The book follows three physics researchers: Lloyd, Michiko, and Theo. When their experiment goes awry, everyone in the world passes out for just under two minutes. During that time, everyone sees themselves as they are thirty years in the future, just enough time to figure out their surroundings. When they wake up, they find disasters all over the world from planes and cars crashing and people falling to their deaths. The three, as well as the other researchers in the lab, try to figure out what happened and if they are really liable. Lloyd and Michiko are engaged, but they see themselves not together in the future. Theo sees nothing, which indicates he must be dead though he is only twenty-seven-years-old in the present. Theo goes hunting for the reason for his death. Lloyd and Michiko inter existential crises over their relationship. And the ultimate question is, can the future be changed or is it fixed.
I thought the premise was well developed. Written in third person, mostly from Lloyd and Theo’s perspectives, the narrative jumped between them just often enough to keep the plot going quickly. I was in awe of how much philosophy, physics, and relationship drama could be drawn out to convey the premise without getting soapy. Now, some may argue that it is soapy, but I thought it was decent human drama. The climax was exciting, with a terrific ending, although I could have done without the last chapter. It’s the only part that I didn’t like where it went.
The three main characters were believable, especially Lloyd and Michiko. Lloyd tries to convince the world that there is no free will, that the future is static. He must believe this to absolve himself of the guilt over the deaths of so many people because of his experiment. Michiko believes it is changeable. Always the warm, intense, and hopeful person, she doesn’t believe in predestination and is convinced Lloyd is wrong. Theo, upon finding out that he was murdered, believes he must try to change the future and pursues all information he can gather about his demise in hopes of avoiding it. He’s young and brash and quite the arrogant wunderkind. Still he is likeable despite not thinking through most of his decisions.
This book, like the others of Sawyer's I read, all have the same style of writing. Not much prose and a lot of action.
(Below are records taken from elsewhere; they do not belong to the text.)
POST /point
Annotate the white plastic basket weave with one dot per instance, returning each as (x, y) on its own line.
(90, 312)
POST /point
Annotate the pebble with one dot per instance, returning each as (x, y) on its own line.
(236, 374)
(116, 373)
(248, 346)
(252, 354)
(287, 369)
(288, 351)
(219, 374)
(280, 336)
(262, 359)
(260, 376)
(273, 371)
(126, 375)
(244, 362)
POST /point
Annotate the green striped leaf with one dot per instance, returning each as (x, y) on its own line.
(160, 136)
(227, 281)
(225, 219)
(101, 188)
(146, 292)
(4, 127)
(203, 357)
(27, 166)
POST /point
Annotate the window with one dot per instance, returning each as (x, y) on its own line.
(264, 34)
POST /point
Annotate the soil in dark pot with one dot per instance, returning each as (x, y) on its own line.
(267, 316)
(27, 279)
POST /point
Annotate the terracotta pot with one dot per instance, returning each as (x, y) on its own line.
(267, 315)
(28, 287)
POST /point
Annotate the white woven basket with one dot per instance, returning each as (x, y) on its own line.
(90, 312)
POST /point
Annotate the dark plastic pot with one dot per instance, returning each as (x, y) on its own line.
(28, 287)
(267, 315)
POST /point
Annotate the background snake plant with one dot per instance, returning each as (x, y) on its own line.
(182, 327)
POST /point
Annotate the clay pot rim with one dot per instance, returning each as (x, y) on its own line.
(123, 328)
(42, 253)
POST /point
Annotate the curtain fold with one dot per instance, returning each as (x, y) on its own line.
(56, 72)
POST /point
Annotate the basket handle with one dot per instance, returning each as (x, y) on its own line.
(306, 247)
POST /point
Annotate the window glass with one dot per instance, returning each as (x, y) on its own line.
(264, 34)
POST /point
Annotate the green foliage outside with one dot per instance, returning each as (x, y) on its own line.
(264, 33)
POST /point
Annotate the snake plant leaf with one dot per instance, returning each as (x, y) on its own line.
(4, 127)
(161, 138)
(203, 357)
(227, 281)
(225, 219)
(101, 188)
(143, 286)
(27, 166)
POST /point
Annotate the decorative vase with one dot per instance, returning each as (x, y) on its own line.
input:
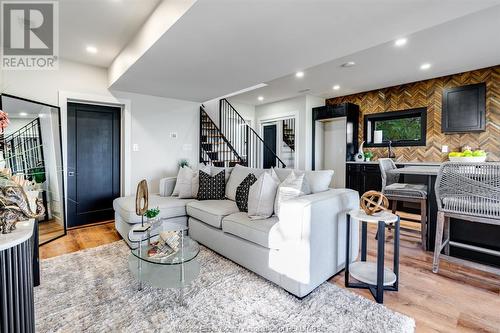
(360, 156)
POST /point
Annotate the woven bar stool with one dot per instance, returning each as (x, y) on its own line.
(395, 192)
(470, 192)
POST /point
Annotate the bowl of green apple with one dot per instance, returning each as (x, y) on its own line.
(468, 156)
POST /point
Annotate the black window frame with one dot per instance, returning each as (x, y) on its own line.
(391, 115)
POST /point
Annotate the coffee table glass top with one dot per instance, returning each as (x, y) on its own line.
(187, 252)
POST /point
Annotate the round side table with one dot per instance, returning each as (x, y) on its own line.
(373, 275)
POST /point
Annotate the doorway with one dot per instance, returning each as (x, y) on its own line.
(270, 136)
(93, 162)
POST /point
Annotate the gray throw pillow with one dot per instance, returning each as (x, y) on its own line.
(262, 194)
(242, 192)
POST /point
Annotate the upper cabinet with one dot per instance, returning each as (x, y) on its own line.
(464, 109)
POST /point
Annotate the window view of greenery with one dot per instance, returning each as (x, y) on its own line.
(405, 129)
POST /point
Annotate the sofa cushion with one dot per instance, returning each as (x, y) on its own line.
(211, 211)
(237, 175)
(264, 232)
(169, 207)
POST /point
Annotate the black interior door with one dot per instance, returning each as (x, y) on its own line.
(270, 140)
(93, 162)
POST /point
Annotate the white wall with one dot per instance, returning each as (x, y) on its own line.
(152, 118)
(300, 108)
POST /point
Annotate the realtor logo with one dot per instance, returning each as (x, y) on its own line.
(29, 35)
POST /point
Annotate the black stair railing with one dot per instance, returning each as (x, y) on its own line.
(246, 142)
(289, 132)
(23, 151)
(215, 149)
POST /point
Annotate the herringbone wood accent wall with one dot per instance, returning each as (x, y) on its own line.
(429, 94)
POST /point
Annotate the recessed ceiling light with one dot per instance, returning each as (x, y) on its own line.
(400, 41)
(91, 49)
(348, 64)
(425, 66)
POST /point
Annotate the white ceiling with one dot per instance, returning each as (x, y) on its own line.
(222, 46)
(106, 24)
(464, 44)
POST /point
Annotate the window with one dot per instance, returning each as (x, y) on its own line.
(401, 128)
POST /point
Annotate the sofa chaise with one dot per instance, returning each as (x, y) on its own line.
(298, 252)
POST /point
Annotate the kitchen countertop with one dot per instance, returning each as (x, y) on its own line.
(400, 163)
(23, 232)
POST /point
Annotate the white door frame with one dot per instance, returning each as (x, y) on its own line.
(66, 97)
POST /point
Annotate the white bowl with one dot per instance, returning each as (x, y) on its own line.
(476, 159)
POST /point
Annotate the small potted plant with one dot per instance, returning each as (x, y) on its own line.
(183, 163)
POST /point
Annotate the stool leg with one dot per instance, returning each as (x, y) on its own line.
(438, 242)
(446, 235)
(363, 240)
(396, 254)
(347, 250)
(423, 221)
(380, 262)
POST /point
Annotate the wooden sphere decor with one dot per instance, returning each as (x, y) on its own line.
(372, 202)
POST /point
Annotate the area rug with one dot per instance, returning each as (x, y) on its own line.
(93, 291)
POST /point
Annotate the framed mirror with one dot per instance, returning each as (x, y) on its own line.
(31, 149)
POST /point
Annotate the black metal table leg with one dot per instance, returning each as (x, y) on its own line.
(347, 250)
(396, 254)
(380, 262)
(363, 240)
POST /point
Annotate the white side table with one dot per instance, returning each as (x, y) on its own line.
(373, 276)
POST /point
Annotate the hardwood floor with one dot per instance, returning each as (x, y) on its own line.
(455, 300)
(49, 230)
(80, 239)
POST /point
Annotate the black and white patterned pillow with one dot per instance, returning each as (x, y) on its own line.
(212, 187)
(242, 192)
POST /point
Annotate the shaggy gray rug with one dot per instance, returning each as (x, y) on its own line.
(93, 291)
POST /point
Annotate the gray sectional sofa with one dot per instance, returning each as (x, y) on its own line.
(298, 252)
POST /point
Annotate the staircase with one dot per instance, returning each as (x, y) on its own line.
(215, 149)
(289, 133)
(234, 142)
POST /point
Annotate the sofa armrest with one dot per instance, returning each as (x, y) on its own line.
(303, 215)
(313, 228)
(167, 186)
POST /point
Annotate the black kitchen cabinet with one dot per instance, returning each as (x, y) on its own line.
(363, 177)
(464, 109)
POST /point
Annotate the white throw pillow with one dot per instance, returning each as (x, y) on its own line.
(237, 175)
(319, 180)
(295, 185)
(196, 178)
(184, 184)
(262, 194)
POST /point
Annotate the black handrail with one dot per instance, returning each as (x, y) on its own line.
(251, 136)
(214, 131)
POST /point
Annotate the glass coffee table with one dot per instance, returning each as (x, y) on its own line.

But this book also has long stretches of the philosophy of time and physics and cosmology in layman’s terms. It was easy to follow, even for someone like me who flunked out of his physics major in college. I give this book four stars out of five. It grabs you quickly and keeps you reading throughout the book. I found myself reading close to forty pages an hour because I was so engrossed in it. It was a stark contrast to the ten pages an hour I was reading for the last book, with a quick dozing off at about that one hour mark.